HYPERSONIC ACCELERATION AND TURBULENCE OF H2O MASERS IN W49N

Velocity turbulence and hypersonic acceleration of H2O maser features appear in their distributions in position and velocity. These conclusions are based on five epochs of astrometric VLBI observations of W49N, particularly on the fourth epoch, when more than 250 features were detected. Correlation functions indicate that physical maser features have sizes of 1 AU and velocity scales of 0.5 km s-1. Between 1 and 300 AU, maser features show power-law correlation functions suggestive of velocity turbulence. At scales of 300 AU, masers are organized into arcs: associations of features oriented perpendicular to the direction of outflow. Velocities of features, including proper motion as well as Doppler velocity, show a minimum of about 20 km s-1. The high Doppler velocities of some features, long observed spectroscopically, represent high physical velocities. High-velocity features lie at the periphery of the maser cluster.

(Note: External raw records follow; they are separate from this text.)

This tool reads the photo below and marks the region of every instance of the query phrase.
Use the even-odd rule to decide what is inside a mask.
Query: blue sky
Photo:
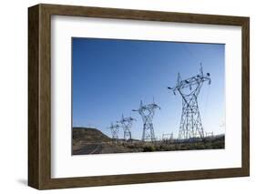
[[[73,127],[94,127],[111,136],[111,122],[125,117],[137,119],[131,133],[141,138],[139,106],[153,97],[161,109],[153,119],[157,138],[173,132],[177,138],[181,116],[181,97],[167,89],[181,78],[196,76],[202,63],[210,73],[204,83],[199,106],[205,131],[224,133],[225,77],[223,44],[72,38]],[[118,136],[123,137],[120,128]]]

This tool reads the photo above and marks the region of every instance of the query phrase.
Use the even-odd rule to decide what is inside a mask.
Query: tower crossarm
[[[210,74],[208,74],[209,76],[195,76],[195,77],[191,77],[189,78],[181,80],[179,82],[177,83],[177,85],[174,87],[169,87],[169,89],[172,89],[174,92],[176,90],[181,90],[183,88],[187,88],[187,87],[191,87],[193,86],[197,86],[200,84],[202,84],[205,81],[208,81],[209,84],[210,84]]]

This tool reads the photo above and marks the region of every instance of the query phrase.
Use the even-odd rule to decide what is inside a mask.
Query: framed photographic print
[[[28,8],[28,185],[250,174],[249,17]]]

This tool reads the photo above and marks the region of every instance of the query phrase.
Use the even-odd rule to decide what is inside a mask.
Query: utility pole
[[[181,80],[179,73],[176,86],[174,87],[168,87],[173,91],[174,95],[178,91],[182,97],[182,114],[179,139],[204,138],[198,96],[205,81],[208,81],[209,85],[210,85],[210,73],[204,75],[200,64],[199,75]]]
[[[138,112],[138,114],[141,116],[143,120],[142,141],[153,142],[156,140],[154,127],[152,122],[156,108],[160,109],[160,107],[157,104],[155,104],[153,100],[153,103],[148,105],[143,105],[142,101],[140,101],[138,109],[133,109],[133,111]]]
[[[116,124],[116,125],[113,125],[113,123],[111,122],[111,125],[108,128],[110,128],[111,130],[111,134],[112,134],[112,140],[116,142],[118,142],[118,132],[119,132],[119,125],[118,124]]]

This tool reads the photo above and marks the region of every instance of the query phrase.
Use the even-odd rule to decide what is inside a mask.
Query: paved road
[[[86,144],[80,149],[74,150],[74,155],[99,154],[103,148],[102,144]]]

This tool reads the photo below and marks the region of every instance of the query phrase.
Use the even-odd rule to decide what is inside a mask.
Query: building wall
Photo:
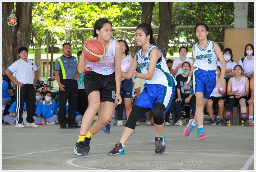
[[[237,64],[240,59],[244,57],[245,46],[251,43],[254,46],[253,30],[253,28],[236,28],[225,30],[225,48],[231,49],[233,60]]]

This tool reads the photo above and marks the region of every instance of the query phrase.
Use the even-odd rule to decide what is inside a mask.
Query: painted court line
[[[245,138],[237,138],[237,137],[236,137],[236,138],[207,138],[207,139],[246,139],[246,138],[253,138],[253,137],[245,137]],[[166,139],[166,140],[188,140],[188,139],[197,139],[197,138],[184,138],[184,139]],[[138,142],[148,142],[148,141],[152,141],[152,140],[143,140],[143,141],[131,141],[131,142],[127,142],[127,143],[138,143]],[[109,144],[114,144],[116,143],[106,143],[106,144],[94,144],[94,145],[90,145],[90,146],[97,146],[97,145],[109,145]],[[68,148],[60,148],[60,149],[52,149],[52,150],[44,150],[42,151],[40,151],[40,152],[31,152],[30,153],[26,153],[24,154],[21,154],[20,155],[15,155],[14,156],[11,156],[10,157],[6,157],[5,158],[3,158],[2,159],[6,159],[8,158],[13,158],[15,157],[19,157],[20,156],[23,156],[24,155],[29,155],[31,154],[33,154],[35,153],[40,153],[42,152],[51,152],[51,151],[54,151],[55,150],[62,150],[62,149],[70,149],[74,148],[74,147],[69,147]],[[179,151],[201,151],[200,150],[178,150]],[[178,150],[172,150],[172,151],[178,151]],[[221,151],[220,150],[209,150],[208,151]],[[205,150],[203,150],[203,151],[205,151]],[[247,151],[240,151],[240,150],[221,150],[221,152],[247,152]],[[248,151],[249,152],[252,152],[252,151]],[[3,154],[3,153],[2,153],[2,155]],[[104,154],[104,155],[105,155],[105,154]]]
[[[249,167],[250,166],[251,164],[252,163],[252,161],[253,161],[253,157],[254,156],[254,153],[252,154],[251,155],[251,157],[249,158],[247,162],[243,166],[243,168],[241,168],[241,170],[247,170],[248,169]]]

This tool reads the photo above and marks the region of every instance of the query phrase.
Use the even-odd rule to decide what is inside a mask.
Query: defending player
[[[145,23],[140,24],[137,27],[136,35],[137,44],[142,48],[136,54],[136,59],[127,72],[122,72],[122,77],[129,79],[133,75],[145,79],[146,83],[125,124],[119,142],[109,152],[109,155],[124,154],[125,144],[133,133],[136,122],[142,114],[151,109],[156,130],[156,154],[162,154],[165,149],[163,115],[172,103],[177,83],[170,73],[162,52],[155,45],[151,26]],[[141,73],[136,70],[138,64]]]
[[[189,83],[192,75],[193,85],[196,98],[196,113],[193,120],[188,124],[183,133],[187,137],[198,125],[197,134],[199,140],[206,138],[204,130],[204,108],[216,84],[220,87],[223,85],[224,75],[226,70],[226,62],[221,50],[216,42],[209,40],[209,28],[204,23],[199,23],[195,28],[195,32],[199,42],[194,45],[192,49],[193,63],[186,83],[189,87]],[[220,76],[218,78],[217,57],[221,64]],[[218,80],[217,80],[218,79]]]

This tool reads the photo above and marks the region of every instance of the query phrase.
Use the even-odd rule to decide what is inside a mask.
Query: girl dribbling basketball
[[[78,64],[78,70],[80,73],[86,65],[84,87],[89,106],[83,115],[78,139],[74,149],[77,155],[88,154],[91,137],[108,123],[112,116],[114,103],[119,104],[122,102],[121,48],[120,44],[111,38],[112,27],[112,23],[106,19],[100,19],[96,22],[93,28],[94,39],[103,43],[106,54],[100,61],[92,62],[86,60],[82,53]],[[99,116],[89,129],[100,107],[104,113]]]

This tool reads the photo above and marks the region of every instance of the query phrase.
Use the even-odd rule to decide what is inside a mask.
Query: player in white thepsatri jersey
[[[172,104],[177,82],[170,73],[161,50],[154,45],[151,26],[146,23],[140,24],[137,27],[136,35],[137,45],[142,48],[136,53],[136,60],[133,60],[127,72],[122,72],[122,77],[129,79],[133,75],[144,79],[146,83],[125,124],[119,142],[109,153],[109,155],[124,154],[124,144],[133,133],[136,122],[151,110],[156,130],[156,154],[161,154],[165,150],[165,139],[163,135],[163,114]],[[136,70],[138,65],[141,73]]]
[[[195,117],[185,129],[183,134],[186,137],[190,135],[193,130],[198,125],[197,134],[199,140],[206,138],[203,125],[204,108],[216,84],[221,87],[223,85],[224,75],[226,70],[226,62],[218,44],[209,40],[209,28],[204,23],[199,23],[195,28],[199,42],[194,45],[192,50],[194,62],[186,83],[189,87],[189,83],[193,75],[193,85],[196,99]],[[220,77],[217,77],[217,58],[221,64]]]

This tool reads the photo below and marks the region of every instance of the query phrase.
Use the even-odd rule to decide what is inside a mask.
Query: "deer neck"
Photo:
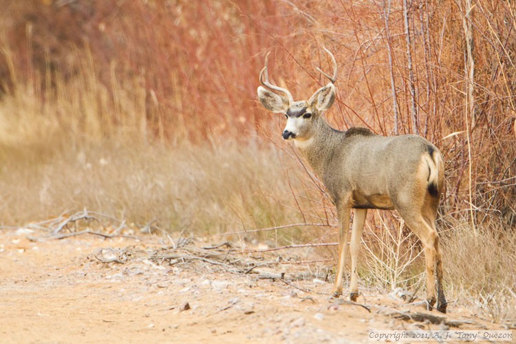
[[[294,144],[303,157],[321,178],[324,166],[333,155],[343,133],[332,128],[322,117],[314,120],[312,135],[306,140],[296,140]]]

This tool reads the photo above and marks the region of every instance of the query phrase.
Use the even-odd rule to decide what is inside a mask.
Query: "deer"
[[[417,135],[383,136],[366,128],[351,127],[344,131],[332,128],[322,114],[336,98],[337,63],[333,54],[325,47],[324,50],[332,61],[333,74],[316,68],[330,82],[308,100],[294,101],[287,89],[270,83],[268,54],[259,73],[261,85],[257,92],[265,109],[284,114],[286,125],[283,138],[293,141],[336,208],[338,263],[332,297],[342,295],[352,209],[350,299],[353,302],[359,295],[357,260],[367,209],[396,210],[422,243],[426,266],[427,308],[432,310],[437,301],[437,310],[446,313],[442,260],[436,229],[444,183],[441,153]],[[437,276],[437,299],[434,274]]]

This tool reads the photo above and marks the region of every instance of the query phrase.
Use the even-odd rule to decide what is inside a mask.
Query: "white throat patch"
[[[308,147],[314,142],[314,138],[310,138],[308,140],[294,140],[294,144],[300,149],[305,149]]]

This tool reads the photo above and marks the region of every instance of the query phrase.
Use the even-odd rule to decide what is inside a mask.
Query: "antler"
[[[325,47],[323,47],[323,49],[324,49],[326,52],[330,55],[330,57],[332,58],[332,62],[333,62],[333,76],[330,76],[329,74],[327,74],[324,72],[323,72],[321,68],[319,67],[316,68],[318,71],[321,72],[323,76],[327,77],[330,79],[330,80],[332,82],[332,84],[335,83],[335,81],[337,80],[337,61],[335,61],[335,56],[333,56],[333,54],[332,54],[332,52],[326,49]]]
[[[270,89],[274,89],[275,91],[284,93],[288,98],[289,103],[292,104],[294,103],[294,97],[292,96],[292,94],[290,94],[290,92],[288,92],[288,89],[276,86],[275,85],[272,85],[269,82],[269,74],[268,73],[267,62],[269,59],[270,54],[270,52],[268,52],[267,54],[267,56],[265,58],[265,67],[264,67],[264,68],[260,72],[260,83],[261,83],[261,85],[263,85],[266,87],[270,88]],[[265,76],[265,80],[264,80],[264,76]]]

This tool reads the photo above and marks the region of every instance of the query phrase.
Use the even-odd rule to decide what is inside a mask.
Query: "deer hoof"
[[[433,305],[436,304],[436,298],[432,297],[427,300],[427,310],[432,310],[433,309]]]
[[[342,295],[342,290],[334,290],[332,292],[332,299],[338,299],[338,297]]]
[[[446,308],[448,305],[447,302],[444,302],[444,303],[439,303],[437,304],[437,311],[440,312],[441,313],[446,313]]]

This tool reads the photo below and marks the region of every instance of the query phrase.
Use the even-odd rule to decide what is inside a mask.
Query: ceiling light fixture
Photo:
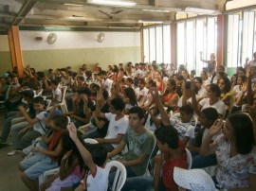
[[[146,12],[171,12],[171,10],[160,10],[160,9],[142,9],[142,11],[146,11]]]
[[[87,0],[88,4],[102,5],[102,6],[117,6],[117,7],[135,7],[137,3],[131,1],[119,0]]]
[[[138,20],[138,23],[147,23],[147,24],[162,24],[163,21],[147,21],[147,20]]]
[[[218,13],[220,13],[218,10],[199,9],[199,8],[186,8],[185,12],[193,12],[193,13],[202,13],[202,14],[218,14]]]
[[[75,7],[82,7],[81,4],[64,4],[64,6],[75,6]]]

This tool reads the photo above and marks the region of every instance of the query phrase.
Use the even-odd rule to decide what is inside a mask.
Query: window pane
[[[202,71],[202,68],[204,67],[203,62],[200,60],[200,52],[204,51],[204,41],[205,41],[205,36],[204,36],[204,20],[200,19],[196,21],[196,74],[199,75],[200,72]],[[205,58],[206,59],[206,58]]]
[[[228,51],[227,66],[237,67],[239,62],[239,15],[233,14],[228,17]]]
[[[243,49],[242,49],[242,62],[246,61],[246,59],[251,58],[253,53],[253,24],[254,24],[254,12],[246,11],[244,12],[243,18]]]
[[[177,24],[177,65],[185,64],[185,23]]]
[[[155,61],[155,27],[149,28],[150,36],[150,61]]]
[[[163,62],[163,28],[162,26],[155,27],[155,38],[156,38],[156,62]]]
[[[149,62],[149,29],[143,29],[144,62]]]
[[[195,50],[194,50],[194,21],[187,22],[186,28],[186,65],[190,72],[194,69],[195,63]]]
[[[171,63],[171,26],[163,26],[163,61]]]

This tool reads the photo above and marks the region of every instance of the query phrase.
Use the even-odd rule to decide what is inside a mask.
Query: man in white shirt
[[[114,98],[109,104],[110,113],[101,113],[100,102],[101,94],[97,95],[96,115],[109,120],[107,134],[104,138],[97,138],[99,143],[106,146],[107,151],[112,151],[121,141],[128,128],[128,118],[124,115],[125,103],[121,98]]]
[[[100,78],[102,79],[102,83],[101,84],[102,89],[105,89],[108,93],[110,93],[113,80],[107,78],[107,72],[104,70],[101,70],[99,73],[99,76],[100,76]]]

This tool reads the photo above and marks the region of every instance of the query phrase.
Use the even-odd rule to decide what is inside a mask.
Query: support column
[[[10,50],[12,69],[16,67],[18,77],[21,78],[24,75],[23,74],[24,64],[20,44],[19,27],[17,26],[12,26],[9,29],[8,36],[9,36],[9,44]]]
[[[176,64],[176,24],[171,24],[171,62]]]
[[[217,64],[224,64],[224,37],[225,37],[225,15],[217,16]]]

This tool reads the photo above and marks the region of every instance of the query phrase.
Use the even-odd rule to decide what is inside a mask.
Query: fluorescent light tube
[[[82,5],[80,4],[64,4],[64,6],[75,6],[75,7],[82,7]]]
[[[102,6],[123,6],[123,7],[135,7],[137,3],[130,1],[119,1],[119,0],[87,0],[88,4],[102,5]]]
[[[160,10],[160,9],[142,9],[147,12],[171,12],[171,10]]]
[[[194,12],[194,13],[205,13],[205,14],[216,14],[218,10],[214,9],[199,9],[199,8],[186,8],[185,12]]]
[[[147,21],[147,20],[138,20],[138,23],[147,23],[147,24],[162,24],[162,21]]]

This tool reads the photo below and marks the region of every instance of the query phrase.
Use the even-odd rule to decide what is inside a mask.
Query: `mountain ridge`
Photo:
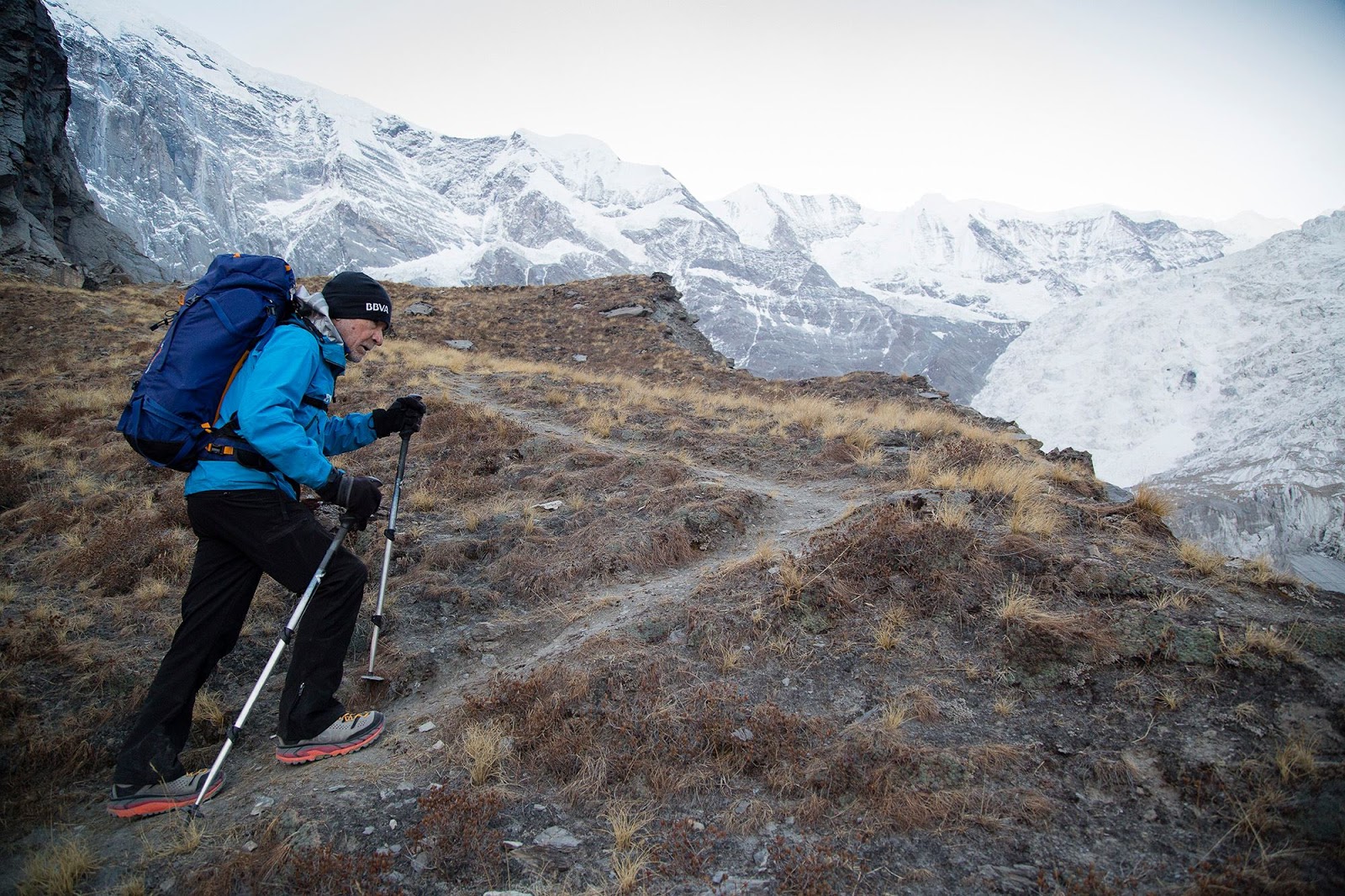
[[[1081,281],[1049,257],[997,254],[1021,252],[1022,233],[995,233],[995,222],[978,241],[966,221],[931,221],[931,234],[955,234],[975,256],[947,272],[869,276],[859,262],[890,254],[890,234],[870,226],[869,242],[847,250],[788,215],[780,226],[794,241],[763,249],[667,170],[621,161],[592,137],[448,137],[174,36],[130,7],[51,7],[75,73],[71,140],[90,188],[179,277],[234,249],[304,270],[449,285],[664,270],[716,347],[755,373],[909,369],[962,398],[1022,326]],[[1020,231],[1040,238],[1049,226]],[[1193,239],[1200,252],[1162,264],[1198,264],[1224,245]],[[1150,238],[1132,244],[1142,256]]]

The association of high- and low-velocity features on scales of 300 AU, much less than the 10(4) AU diameter of the cluster, suggests that high-velocity features are accelerated in situ. These observations can be understood in a picture where an energetic stellar wind strikes ambient material to produce masers behind shocks. Fluid instabilities in the shocked material, such a the instability of C-shocks discovered by Wardle, may then produce the strong turbulence observed between masers. Ram pressure from this wind could accelerate high-velocity features to the observed hypersonic velocities, as suggested by Strelnitskii & Sunyaev.